Portable water: Helping solve the world’s third largest crisis

Published: 8 June 2018
Transporting water with HYDRA
Transporting water with HYDRA

The University of Southampton’s consultancy enterprise unit, Rifi, has undertaken materials testing research in collaboration with Exagenica Research Ltd (ER), with the aim of developing a proof-of-concept portable and collapsible membrane capable of storing and transporting vast quantities of water to regions of water shortage.

The challenge

The 2017 WEF Global Risk Report ranked Water Crises as the third biggest world issue with demand for water forecast to exceed supply by 2030. Portable water supplies have been limited to local use or short trans-national pipelines, and desalination is both expensive and environmentally unfriendly.

ER approached Rifi with the concept of enabling bulk liquid and dry tanker ships to transport water on their return journeys without the need for costly and lengthy cleaning procedures. The organisations’ end objective was to be able to supply drought prone nations with a cost-effective alternative to desalination.

Materials knowledge

Rifi specialises in testing structures and materials in extreme environments, working directly with industry to help deploy innovative University research for commercial use.

The Rifi team of Professor Simon Quinn, Dr Charles Badoe, and Professor Stephen Turnock from the University’s Fluid Structure Interactions Research Group (FSI), have provided technical knowledge and expertise to ER, advising them and testing materials best suited for the concept.

Mapping envelopes

ER’s ultimate aim is to develop a 1.2mm thick collapsible membrane, known as ‘HYDRA’, capable of holding a vast quantity of water up to 30 metres high, and safe enough to be transported across the oceans.

To help achieve this, Southampton’s Rifi consultants firstly worked on the proof of concept to determine if HYDRA could be installed in oil tankers and bulk carriers. Once the team had confirmed its feasibility, they carried out research into how the HYDRA would be stored, and deployed.

In the prototype stage, our experts provided ER with engineering support, and materials testing, utilising full-field data using advanced imaging techniques, and testing bonded materials at different strain rates in the University’s Testing and Structure Research Laboratory (TSRL).



Exagenica was keen to work with the University of Southampton, not only for its materials expertise but also because of its close partnership with Lloyds Register, is enabling Exagenica to define a pathway to the Approval in Principle (AiP) programme, which it hopes to achieve in the near future. “It is vitally important for us to achieve AiP for the working HYDRA prototype, so we can test it on a suitable vessel.
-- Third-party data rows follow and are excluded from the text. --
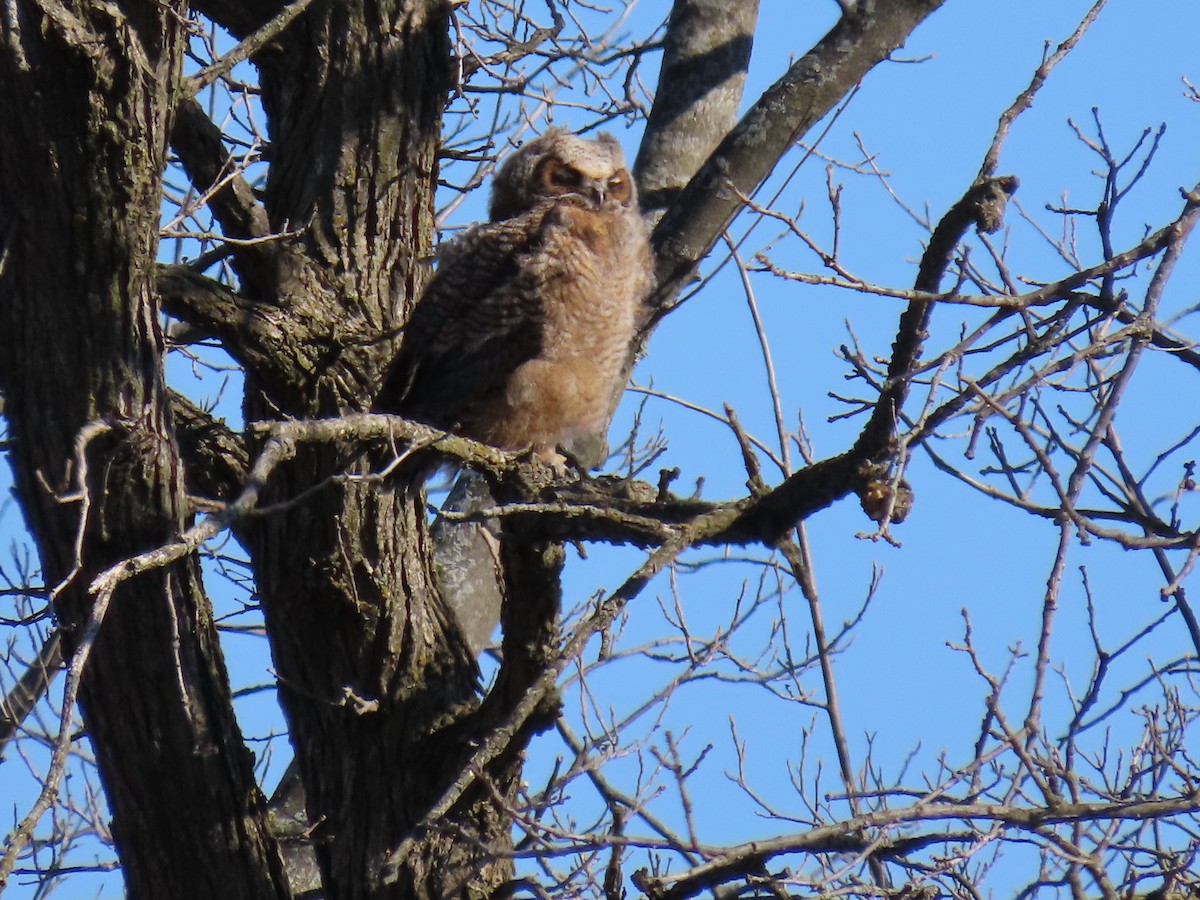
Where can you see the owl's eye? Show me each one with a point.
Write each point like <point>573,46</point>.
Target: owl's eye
<point>559,178</point>
<point>619,187</point>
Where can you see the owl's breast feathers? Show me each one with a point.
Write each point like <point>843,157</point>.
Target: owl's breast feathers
<point>520,340</point>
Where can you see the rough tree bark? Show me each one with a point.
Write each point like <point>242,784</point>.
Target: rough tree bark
<point>378,685</point>
<point>87,100</point>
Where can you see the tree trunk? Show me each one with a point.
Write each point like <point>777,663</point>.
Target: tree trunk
<point>85,95</point>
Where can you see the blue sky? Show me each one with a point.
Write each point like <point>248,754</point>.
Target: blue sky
<point>928,123</point>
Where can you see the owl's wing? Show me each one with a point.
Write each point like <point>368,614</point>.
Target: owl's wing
<point>478,319</point>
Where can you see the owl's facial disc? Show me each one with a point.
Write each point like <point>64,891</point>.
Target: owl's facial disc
<point>559,179</point>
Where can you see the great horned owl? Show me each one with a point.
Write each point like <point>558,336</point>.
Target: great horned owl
<point>521,337</point>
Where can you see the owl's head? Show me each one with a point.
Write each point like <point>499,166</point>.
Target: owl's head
<point>562,165</point>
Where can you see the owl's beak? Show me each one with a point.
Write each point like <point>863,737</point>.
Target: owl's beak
<point>594,192</point>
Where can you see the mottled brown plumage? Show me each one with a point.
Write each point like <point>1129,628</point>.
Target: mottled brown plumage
<point>520,339</point>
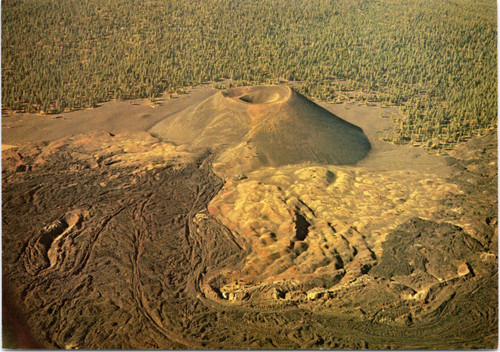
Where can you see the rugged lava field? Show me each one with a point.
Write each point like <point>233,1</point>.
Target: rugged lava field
<point>244,234</point>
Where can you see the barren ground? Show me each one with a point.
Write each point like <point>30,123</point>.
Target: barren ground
<point>115,239</point>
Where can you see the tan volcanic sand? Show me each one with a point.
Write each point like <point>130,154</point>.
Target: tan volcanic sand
<point>250,127</point>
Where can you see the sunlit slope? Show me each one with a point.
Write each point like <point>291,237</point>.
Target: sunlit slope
<point>265,126</point>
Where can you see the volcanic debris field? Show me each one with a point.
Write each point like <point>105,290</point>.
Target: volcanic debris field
<point>244,218</point>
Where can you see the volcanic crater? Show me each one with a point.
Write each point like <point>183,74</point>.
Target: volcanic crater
<point>245,218</point>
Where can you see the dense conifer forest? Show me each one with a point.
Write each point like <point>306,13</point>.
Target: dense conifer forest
<point>436,60</point>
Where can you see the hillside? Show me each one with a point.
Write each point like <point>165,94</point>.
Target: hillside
<point>437,60</point>
<point>264,126</point>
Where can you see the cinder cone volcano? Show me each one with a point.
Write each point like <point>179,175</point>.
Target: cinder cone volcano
<point>258,126</point>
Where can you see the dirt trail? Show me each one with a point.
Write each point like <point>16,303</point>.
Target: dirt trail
<point>108,243</point>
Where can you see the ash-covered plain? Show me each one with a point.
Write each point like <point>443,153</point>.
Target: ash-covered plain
<point>245,218</point>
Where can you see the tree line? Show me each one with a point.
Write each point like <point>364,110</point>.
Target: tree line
<point>436,60</point>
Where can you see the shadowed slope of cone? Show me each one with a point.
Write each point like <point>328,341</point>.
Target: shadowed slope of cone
<point>258,126</point>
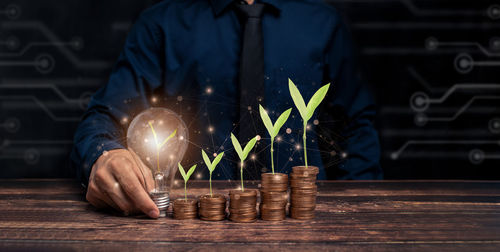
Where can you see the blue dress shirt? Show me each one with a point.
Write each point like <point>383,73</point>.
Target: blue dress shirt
<point>184,55</point>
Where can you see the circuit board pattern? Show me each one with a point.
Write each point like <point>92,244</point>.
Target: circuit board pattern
<point>432,65</point>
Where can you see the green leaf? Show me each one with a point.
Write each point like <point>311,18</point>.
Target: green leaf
<point>281,121</point>
<point>190,172</point>
<point>206,159</point>
<point>216,161</point>
<point>249,147</point>
<point>297,99</point>
<point>237,146</point>
<point>266,120</point>
<point>316,100</point>
<point>181,170</point>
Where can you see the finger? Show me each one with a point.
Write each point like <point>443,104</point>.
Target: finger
<point>143,172</point>
<point>111,189</point>
<point>131,185</point>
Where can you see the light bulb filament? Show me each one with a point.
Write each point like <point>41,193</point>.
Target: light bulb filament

Southampton’s knowledge and understanding of materials testing and its close working relationship with Lloyds Register was the best combination of skills for us to progress to this point.” says Exagenica’s Chief Executive Officer, John Walsh.


Based on our research, a 10m high prototype membrane has been proven at scale and ER is seeking investment to put HYDRA into full production.

Further outcomes include the development of a brand new coated fabric, specifically for HYDRA, but for which different coatings are being tested for it to be used in other commercial applications.